Philip Yancey writes, From childhood we are taught how to succeed in the world of ‘ungrace’. ‘You get what you pay for.’ ‘The early bird gets the worm.’ ‘No pain, no gain.’ I know these rules well because I live by them. I work for what I earn; I like to win; I insist on my rights. I want people to get what they deserve.
But Jesus’ parables about grace teach a radically different concept. In Matthew 18, no one could accumulate a debt as huge as the servant did (vv. 23-24). This underscores the point. The debt is unforgivable. Nevertheless, the master let the servant off scot-free.
The more I reflect on Jesus’ parables proclaiming grace, the more tempted I am to apply the word atrocious to describe the mathematics of the gospel. I believe Jesus gave us these stories to call us to step completely outside our tit-for-tat world of ungrace and enter into God’s realm of infinite grace.
If I care to listen, I hear a loud whisper from the gospel that I did not get what I deserved. I deserved punishment and got forgiveness. I deserved wrath and got love. I deserved debtor’s prison and got instead a clean credit history.

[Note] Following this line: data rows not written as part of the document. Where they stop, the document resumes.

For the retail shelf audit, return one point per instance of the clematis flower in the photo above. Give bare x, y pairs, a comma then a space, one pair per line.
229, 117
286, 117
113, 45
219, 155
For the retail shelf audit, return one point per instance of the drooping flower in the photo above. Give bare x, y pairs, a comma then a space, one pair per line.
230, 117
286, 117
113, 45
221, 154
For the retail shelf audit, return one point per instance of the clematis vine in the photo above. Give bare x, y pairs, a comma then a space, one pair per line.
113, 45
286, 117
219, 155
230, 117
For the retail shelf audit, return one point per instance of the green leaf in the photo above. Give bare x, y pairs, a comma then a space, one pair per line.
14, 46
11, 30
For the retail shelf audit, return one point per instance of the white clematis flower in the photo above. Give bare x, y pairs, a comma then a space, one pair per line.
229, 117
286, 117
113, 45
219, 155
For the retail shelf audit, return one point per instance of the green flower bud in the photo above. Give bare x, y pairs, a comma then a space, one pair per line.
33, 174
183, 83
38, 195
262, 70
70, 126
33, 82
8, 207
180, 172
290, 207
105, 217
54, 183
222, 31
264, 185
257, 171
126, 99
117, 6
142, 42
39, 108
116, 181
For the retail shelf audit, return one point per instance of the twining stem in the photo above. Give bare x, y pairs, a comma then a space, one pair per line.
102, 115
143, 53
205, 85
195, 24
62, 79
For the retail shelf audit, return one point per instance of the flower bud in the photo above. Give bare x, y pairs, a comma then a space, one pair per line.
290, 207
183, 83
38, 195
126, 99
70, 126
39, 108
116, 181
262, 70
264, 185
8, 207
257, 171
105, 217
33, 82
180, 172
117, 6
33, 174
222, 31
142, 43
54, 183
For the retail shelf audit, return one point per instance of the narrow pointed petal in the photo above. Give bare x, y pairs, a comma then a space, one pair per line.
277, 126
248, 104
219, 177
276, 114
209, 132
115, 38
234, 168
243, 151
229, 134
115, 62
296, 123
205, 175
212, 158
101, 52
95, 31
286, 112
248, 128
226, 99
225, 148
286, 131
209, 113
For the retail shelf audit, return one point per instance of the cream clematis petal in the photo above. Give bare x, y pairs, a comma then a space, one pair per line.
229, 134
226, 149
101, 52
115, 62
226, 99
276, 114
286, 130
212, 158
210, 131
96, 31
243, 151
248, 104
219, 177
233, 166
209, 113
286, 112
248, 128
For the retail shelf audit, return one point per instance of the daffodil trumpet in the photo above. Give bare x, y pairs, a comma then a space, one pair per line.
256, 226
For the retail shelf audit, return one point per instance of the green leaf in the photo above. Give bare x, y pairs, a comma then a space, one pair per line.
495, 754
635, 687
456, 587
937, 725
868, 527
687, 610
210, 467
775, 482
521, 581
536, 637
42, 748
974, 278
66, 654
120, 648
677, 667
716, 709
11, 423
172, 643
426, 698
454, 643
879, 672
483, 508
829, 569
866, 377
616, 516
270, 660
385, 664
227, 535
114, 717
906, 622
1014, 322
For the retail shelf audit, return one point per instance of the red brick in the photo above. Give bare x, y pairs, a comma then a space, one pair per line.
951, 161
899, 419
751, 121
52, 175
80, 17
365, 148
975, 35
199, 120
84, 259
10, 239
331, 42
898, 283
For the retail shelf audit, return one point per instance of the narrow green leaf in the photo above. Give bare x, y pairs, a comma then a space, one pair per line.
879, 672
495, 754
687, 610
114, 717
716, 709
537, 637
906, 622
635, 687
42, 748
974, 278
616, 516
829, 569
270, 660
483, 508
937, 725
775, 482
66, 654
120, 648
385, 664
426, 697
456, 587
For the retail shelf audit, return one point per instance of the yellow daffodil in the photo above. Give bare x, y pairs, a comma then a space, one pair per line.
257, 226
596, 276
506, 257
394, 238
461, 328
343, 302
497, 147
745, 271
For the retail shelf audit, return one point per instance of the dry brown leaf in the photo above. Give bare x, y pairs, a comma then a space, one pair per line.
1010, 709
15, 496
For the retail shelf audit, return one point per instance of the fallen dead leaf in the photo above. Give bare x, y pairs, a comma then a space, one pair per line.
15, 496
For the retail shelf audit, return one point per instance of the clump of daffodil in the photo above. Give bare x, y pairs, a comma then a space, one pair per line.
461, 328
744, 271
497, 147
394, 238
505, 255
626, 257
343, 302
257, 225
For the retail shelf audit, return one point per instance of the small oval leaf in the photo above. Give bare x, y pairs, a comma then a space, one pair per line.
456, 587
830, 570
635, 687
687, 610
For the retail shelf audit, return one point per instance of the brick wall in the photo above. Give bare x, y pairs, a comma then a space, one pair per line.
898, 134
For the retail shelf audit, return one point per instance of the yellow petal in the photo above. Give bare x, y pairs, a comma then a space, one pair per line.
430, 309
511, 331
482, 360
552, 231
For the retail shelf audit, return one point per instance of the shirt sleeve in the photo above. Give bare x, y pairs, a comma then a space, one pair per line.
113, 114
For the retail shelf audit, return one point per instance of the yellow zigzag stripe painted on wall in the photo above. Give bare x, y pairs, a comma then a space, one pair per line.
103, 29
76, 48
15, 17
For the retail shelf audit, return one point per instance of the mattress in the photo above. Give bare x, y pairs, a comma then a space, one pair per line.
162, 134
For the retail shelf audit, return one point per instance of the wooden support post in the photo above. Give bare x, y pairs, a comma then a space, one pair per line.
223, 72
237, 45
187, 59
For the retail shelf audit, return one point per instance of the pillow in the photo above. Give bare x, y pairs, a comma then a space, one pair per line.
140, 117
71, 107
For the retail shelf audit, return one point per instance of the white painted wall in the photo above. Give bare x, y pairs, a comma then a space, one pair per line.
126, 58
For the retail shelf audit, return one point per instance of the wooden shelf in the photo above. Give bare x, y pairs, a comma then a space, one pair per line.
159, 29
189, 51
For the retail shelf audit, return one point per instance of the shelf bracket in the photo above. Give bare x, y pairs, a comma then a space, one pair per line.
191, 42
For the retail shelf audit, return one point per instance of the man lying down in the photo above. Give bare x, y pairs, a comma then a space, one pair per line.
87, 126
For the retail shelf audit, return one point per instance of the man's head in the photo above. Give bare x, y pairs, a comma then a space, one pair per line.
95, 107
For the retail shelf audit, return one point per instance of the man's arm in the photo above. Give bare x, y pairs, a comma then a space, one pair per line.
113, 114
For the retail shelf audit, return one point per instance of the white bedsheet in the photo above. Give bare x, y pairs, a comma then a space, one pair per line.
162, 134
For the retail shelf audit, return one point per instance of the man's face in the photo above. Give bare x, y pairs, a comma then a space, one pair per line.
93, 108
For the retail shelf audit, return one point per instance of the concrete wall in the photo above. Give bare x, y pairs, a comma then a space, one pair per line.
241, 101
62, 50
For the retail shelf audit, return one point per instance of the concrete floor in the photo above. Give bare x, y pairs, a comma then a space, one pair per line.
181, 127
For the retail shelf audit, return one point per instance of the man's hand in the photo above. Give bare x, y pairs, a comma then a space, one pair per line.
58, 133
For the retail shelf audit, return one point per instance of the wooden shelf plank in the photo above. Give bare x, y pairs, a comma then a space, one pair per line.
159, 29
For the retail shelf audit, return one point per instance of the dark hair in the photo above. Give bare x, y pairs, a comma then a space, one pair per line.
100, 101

I deserved stern lectures and crawl-on-your knees repentance. Instead, I got a banquet spread for me.
How’s your math looking these days?
I am in awe of the mercy of a forgiving God who loved me when I was an enemy of his kingdom!
One of the atrocities that still goes around is the one that says, ” God helps those who help themselves”. Christ died for us as sinners who could not help ourselves! We were under the bondage and in slavery to sin. We were doomed and lost unable to do one thing to help ourselves. It was the mercy of God that lifted us when we had no power to do so of our own.